Cluster Computing with HTCondor

submitter.icecube.wisc.edu

IceCube has an HTCondor compute cluster at UW-Madison, colloquially called NPX:

dschultz@pub1 ~ $ ssh submitter

================ This is the submit node for the NPX cluster ===============

Policies, Condor documentation, howtos, best practices, etc. can be found
at https://wiki.icecube.wisc.edu/index.php/Condor. Here are highlights:

    * By default, maximum job runtime is 12 hours
    * By default, jobs are allocated 1 CPU core, 1GB of memory, 1GB of disk

dschultz@submitter ~ $

Use this machine for submitting cluster jobs.

Basics of a Cluster Job

You should already have a script or program that you run to create/analyze data and simulation. To run this on a cluster, you need to eliminate:

  • user input
  • screen graphics
  • any other interactive features

The basic job framework is strictly file-based input/output. Note that this is excellent for IceTray processing, since we have an I3Reader and I3Writer with modules in between.

HTCondor Hello World

HTCondor has lots of options, but we'll only focus on a few. Let's do the most basic thing we can, hello world.

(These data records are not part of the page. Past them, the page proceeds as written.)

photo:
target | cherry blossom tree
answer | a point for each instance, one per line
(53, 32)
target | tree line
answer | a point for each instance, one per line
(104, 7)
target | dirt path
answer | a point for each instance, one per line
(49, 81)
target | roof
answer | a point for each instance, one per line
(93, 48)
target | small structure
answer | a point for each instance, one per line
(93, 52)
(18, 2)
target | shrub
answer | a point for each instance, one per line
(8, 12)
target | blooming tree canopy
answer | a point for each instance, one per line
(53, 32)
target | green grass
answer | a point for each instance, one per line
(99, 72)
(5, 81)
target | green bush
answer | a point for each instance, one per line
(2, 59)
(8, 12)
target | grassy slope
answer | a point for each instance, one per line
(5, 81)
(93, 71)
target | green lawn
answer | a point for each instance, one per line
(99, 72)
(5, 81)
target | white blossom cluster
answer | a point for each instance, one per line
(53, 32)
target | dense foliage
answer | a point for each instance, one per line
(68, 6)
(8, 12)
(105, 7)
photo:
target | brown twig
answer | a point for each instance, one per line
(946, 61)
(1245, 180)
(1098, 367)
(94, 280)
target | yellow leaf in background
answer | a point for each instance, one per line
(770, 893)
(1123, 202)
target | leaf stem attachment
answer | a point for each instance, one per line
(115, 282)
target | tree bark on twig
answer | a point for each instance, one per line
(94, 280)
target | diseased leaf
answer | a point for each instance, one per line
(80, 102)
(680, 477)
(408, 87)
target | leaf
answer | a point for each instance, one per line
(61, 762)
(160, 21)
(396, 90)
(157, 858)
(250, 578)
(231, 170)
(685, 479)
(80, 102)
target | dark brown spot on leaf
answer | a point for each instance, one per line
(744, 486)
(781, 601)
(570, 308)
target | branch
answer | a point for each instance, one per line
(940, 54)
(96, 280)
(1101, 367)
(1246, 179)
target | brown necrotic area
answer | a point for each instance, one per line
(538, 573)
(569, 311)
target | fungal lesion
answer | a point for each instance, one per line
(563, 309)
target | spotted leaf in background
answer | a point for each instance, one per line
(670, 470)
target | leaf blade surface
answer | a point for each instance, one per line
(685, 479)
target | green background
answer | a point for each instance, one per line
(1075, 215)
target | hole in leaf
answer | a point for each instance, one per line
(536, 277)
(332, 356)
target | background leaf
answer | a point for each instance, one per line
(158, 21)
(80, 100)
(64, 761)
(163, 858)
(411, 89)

First, we need a script to run:

#!/bin/sh
echo Hello World!

Always verify that the script does what you want before running it on the cluster:

dschultz@submitter ~/test/helloworld $ chmod +x hello.sh
dschultz@submitter ~/test/helloworld $ ./hello.sh
Hello World!
dschultz@submitter ~/test/helloworld $

Good, that does what we want.

Submit File

Now, let's make the HTCondor submit file:

# this is the script we want to run
executable =  hello.sh

# some logging in case we have to debug things
log = hello.log
output = hello.out
error = hello.err

# don't send me any emails about job status
notification = never

# add the job to the queue
queue

Submit the Job

And finally we tell HTCondor to run our job:

dschultz@submitter ~/test/helloworld $ condor_submit hello.submit
Submitting job(s).
1 job(s) submitted to cluster 20556929.
dschultz@submitter ~/test/helloworld $

If the cluster is not very busy, this will run immediately and make the output:

dschultz@submitter ~/test/helloworld $ cat hello.out
Hello World!
dschultz@submitter ~/test/helloworld $

Checking Job Status

For longer jobs, which may take several hours, we can view the status of the job via condor_q:

dschultz@submitter ~/test/helloworld $ condor_q dschultz


-- Submitter: submit.icecube.wisc.edu : <10.128.12.110:34298> : submit.icecube.wisc.edu
 ID      OWNER            SUBMITTED     RUN_TIME ST PRI SIZE CMD
20556929.0 dschultz          5/21 10:30   0+00:00:00 I  0   0.0  hello.sh

1 jobs; 0 completed, 0 removed, 1 idle, 0 running, 0 held, 0 suspended
dschultz@submitter ~/test/helloworld $

Look, we have an idle job. It's probably waiting to run.

Job States

The most common HTCondor job states are:

  • I: idle
  • R: running
  • H: held (hit time limit or other administrative error)
  • C: complete (will disappear from queue in next update cycle)

Selecting Resources

Say we have a high memory job, which requires 8 GB of memory to run. While it will probably work with the default 1 GB setting, it is polite to ask for what you use. Modify the submit file to:

executable =  hello.sh
log = hello.log
output = hello.out
error = hello.err
notification = never

# give me more memory
request_memory = 8000

queue

Other things that can be requested in this manner are disk space (request_disk), cpus (request_cpus), and gpus (request_gpus).

GPU Resources

GPU jobs are similarly defined with a gpu request in the submit file:

executable =  hello.sh
log = hello.log
output = hello.out
error = hello.err
notification = never

# gpu job
request_gpus = 1
# only run on CUDA gpus?
#requirements = CUDACapability

queue

Note the CUDACapability requrement if your program needs an Nvidia or Cuda gpu.

Groups

We also have groups to denote special conditions. The main group is the long group.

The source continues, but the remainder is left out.